Ayinger’s Wiesn was textbook of what can be done
I did attend a very well-run pseudo Wiesn at Ayinger last Sunday and can attest to the attention to detail the Ayinger Bräustüberl paid to running it. Their small shady Biergarten is always pretty idyllic but they truly spaced their tables according to regulations. Of course, they lost a good half of their seats in doing so but it made for a very relaxed atmosphere. You had to wear masks in line to enter and people seemed to actually stand a good 2 meters apart when waiting to be seated. They took your contact info. In our case a party of four, we were asked if it were two households and had to give contact info for each. They were on top of cleaning tables once vacated and the restrooms were not crowded despite people not quite heeding the two-person limit as delineated on the door. For good measure, they had a small and colorful carousel for the kids and a typical sweets vendor stand for the kid in us all. This small touch added to the Wiesn feel.

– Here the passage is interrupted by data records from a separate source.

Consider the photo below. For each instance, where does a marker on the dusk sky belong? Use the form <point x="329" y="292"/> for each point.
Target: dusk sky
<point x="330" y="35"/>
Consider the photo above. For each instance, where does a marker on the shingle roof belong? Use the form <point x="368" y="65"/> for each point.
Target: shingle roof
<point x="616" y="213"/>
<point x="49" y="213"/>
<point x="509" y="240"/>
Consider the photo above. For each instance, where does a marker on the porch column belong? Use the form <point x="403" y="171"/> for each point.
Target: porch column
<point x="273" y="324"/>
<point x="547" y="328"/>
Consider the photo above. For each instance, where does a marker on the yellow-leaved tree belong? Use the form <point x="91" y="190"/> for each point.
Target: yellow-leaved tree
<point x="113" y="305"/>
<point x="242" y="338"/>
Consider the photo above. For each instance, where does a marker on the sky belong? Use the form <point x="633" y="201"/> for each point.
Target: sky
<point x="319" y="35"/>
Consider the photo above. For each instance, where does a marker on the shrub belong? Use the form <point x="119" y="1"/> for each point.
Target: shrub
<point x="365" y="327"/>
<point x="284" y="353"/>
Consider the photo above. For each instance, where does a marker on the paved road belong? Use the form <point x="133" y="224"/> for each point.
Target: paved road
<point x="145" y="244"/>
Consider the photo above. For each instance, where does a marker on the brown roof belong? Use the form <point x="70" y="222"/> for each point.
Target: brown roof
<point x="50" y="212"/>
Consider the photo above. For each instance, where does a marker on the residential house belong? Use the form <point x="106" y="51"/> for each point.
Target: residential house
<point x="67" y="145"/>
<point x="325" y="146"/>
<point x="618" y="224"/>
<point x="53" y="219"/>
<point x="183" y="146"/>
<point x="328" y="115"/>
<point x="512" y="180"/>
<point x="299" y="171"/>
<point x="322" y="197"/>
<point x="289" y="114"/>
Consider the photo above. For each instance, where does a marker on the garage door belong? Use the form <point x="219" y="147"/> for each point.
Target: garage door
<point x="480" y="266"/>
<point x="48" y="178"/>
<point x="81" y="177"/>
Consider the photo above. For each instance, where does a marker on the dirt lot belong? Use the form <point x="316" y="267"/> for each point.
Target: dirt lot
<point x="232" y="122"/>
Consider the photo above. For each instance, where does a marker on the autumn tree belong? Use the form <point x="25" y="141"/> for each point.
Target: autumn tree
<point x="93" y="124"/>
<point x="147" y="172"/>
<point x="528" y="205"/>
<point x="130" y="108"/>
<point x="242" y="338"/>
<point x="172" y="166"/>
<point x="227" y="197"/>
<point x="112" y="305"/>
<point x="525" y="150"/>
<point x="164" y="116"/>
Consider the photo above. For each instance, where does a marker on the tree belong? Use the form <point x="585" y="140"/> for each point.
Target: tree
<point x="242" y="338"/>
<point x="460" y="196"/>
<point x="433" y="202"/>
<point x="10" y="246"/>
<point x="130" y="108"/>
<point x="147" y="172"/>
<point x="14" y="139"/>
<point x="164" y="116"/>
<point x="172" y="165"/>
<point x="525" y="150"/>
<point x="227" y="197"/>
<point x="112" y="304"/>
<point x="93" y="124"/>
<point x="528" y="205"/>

a great band & company makes all the difference
We’d gone out early to ensure getting a seat. Reservations were only possible if taking the Wiesn special menu so it was first come, first served for the remaining spots. We were happy to get one but I must admit cringing when the host led us up to a table right in front of the band. My wife isn’t a huge fan of traditional Bavarian folk music but we were pleasantly surprised to find they were an excellent outfit who could really play their instruments and since no amplification was necessary, not overly loud. We (and even she) actually enjoyed the music. The food was great as we’ve come to expect at the Bräustüberl and their Kirtabier hit a home-run too.
quite the beer & showman
Of course, great company is what makes any Fest and we had that too. While we didn’t get to intermingle with people as you would generally do at the Wiesn, we had our well-chosen small group and had fun just the same. I can certainly appreciate a lot of people, especially young ones in Munich, are going to always look back on a “lost Wiesn,” but those things happen in life. The Wiesn has been cancelled over the years for various reasons, from cholera outbreaks to WWII. We can only hope things get back to normal next year and if they don’t, we have to have faith in those making such decisions to do the right thing. I don’t imagine politicians wanting to risk their popularity without good reason. If the large scale Wiesn isn’t possible, perhaps with examples like Ayinger Bräustüberl, better but still safe versions will proliferate. In either case, if they have this one in Aying next year. I think we’ll be there.
us on the way home, thanks Ayinger Bräustüberl!